By definition a product means you can take it off the shelf, plug it in, and it works for everybody, without customization.
Definition (www.quora.com): Products are a collection of features and services packaged for sale as a unit without customization that solve a well-defined problem for a large market of similar buyers.
If someone is trying to sell you a machine learning software product that is supposed to work without customization (human oversight), my advice to you is to run in the opposite direction! Many of us have become dependent on the incredible software products delivered by companies like Google, Oracle and Microsoft. So it’s not surprising that businesses want to be able to rely on this familiar, plug-and-play solution for all of their AI and machine learning needs. But the very essence of what machine learning is, and why it’s so groundbreaking and valuable to business, is why it cannot be delivered by a product without human intervention.
How ML Works
In order for ML to work, you need to get your data clean, configure the ML model, and then calibrate the model as it encounters data both in development and in production. This process of running data through the model and adjusting the model along the way trains the model to generate the appropriate results. One way to think about all of this is to consider the human brain. People are better able to think in general terms and draw conclusions when they have more data, more experience, and the accumulated wisdom to process that data. This is why parents have better judgement than their kids: because they have lived longer and have more data running through their brains.
The Red Bus
Imagine that you are walking your 5-year-old down the street and a red bus drives by. Your child says, “What is that?” and you say, “That is a red bus.” That child looks at the red bus and stores away in their brain the color, dimension, number of tires, number of windows, size, etc. Those are all data sets that the child will re-use the next time they see a similar vehicle. So then, when the next bus drives down the street, your kid may ask in a confirming fashion, “That’s a bus, right?” No matter what its color, a child still recognizes the bus.

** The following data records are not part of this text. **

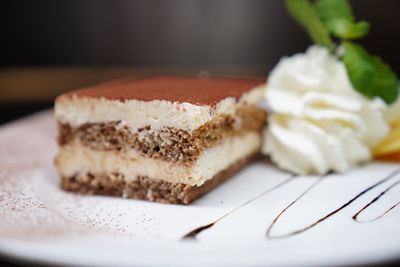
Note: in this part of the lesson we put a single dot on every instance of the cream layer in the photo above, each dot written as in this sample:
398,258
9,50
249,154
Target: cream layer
77,159
157,113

ML technology can be built to recognize the red bus, but it won’t be able to generalize and recognize blue, yellow, black, etc. buses unless large amounts of data are run through the ML model and the model can be refined by humans. This ability to get the ML model to generalize is what separates the technology working in a vacuum from what can be achieved when the technology is built and monitored by true ML experts.
Silicon Valley tries to force everything into an off the shelf SaaS model, and Fortune 500 companies are enamored with using canned technology solutions, but ML isn’t there yet. A stand-alone solution could predict the red bus and build simple neural networks. But when they try to apply it to all buses, it does not work, and it fails to capture the true promise of ML. Compared to the small universe of Fortune 500 companies working with ML luminaries who are maximizing this opportunity, corporations that have tried to rely on a software product for their machine learning approach have missed the bus, literally and figuratively.
The Pit of Product Despair
What makes the promise of ML so great is the capability to generalize and learn. Getting the technology to do that requires leveraging your data and some highly trained data scientists. There are roughly 20 recognized luminaries in the world – and perhaps a few of the most impressive doctoral candidates who studied under them – who possess the scientific expertise and technological sophistication to perform breakthrough work in the area of ML.
Yet, every CEO wants to assure investors and board members that they’ve got this problem solved. And most CEOs are hearing from their technology executives that they are effectively using ML already. In fact, the vast majority of organizations are unable to scale machine learning. So, ask your team these three questions:
1. How many ML algorithms do you have that are continuously working in your production environment?
2. How many of them are off-the-shelf products?
3. How many people do you have who are managing the algorithms and products that are in your production environment?
My guess is that your answer is, “Not many.”
CEOs must take the time to separate fact from fiction. There is no set-it and forget-it solution. If you want to maximize the benefit of ML to your business, you are going to have to use a hybrid approach of technology that gets you 80% of the way there and people who will take it the rest of the way and maintain it. Over time product software will offer better and better solutions, but like everything else in business, it won’t get the job done without people making it all work.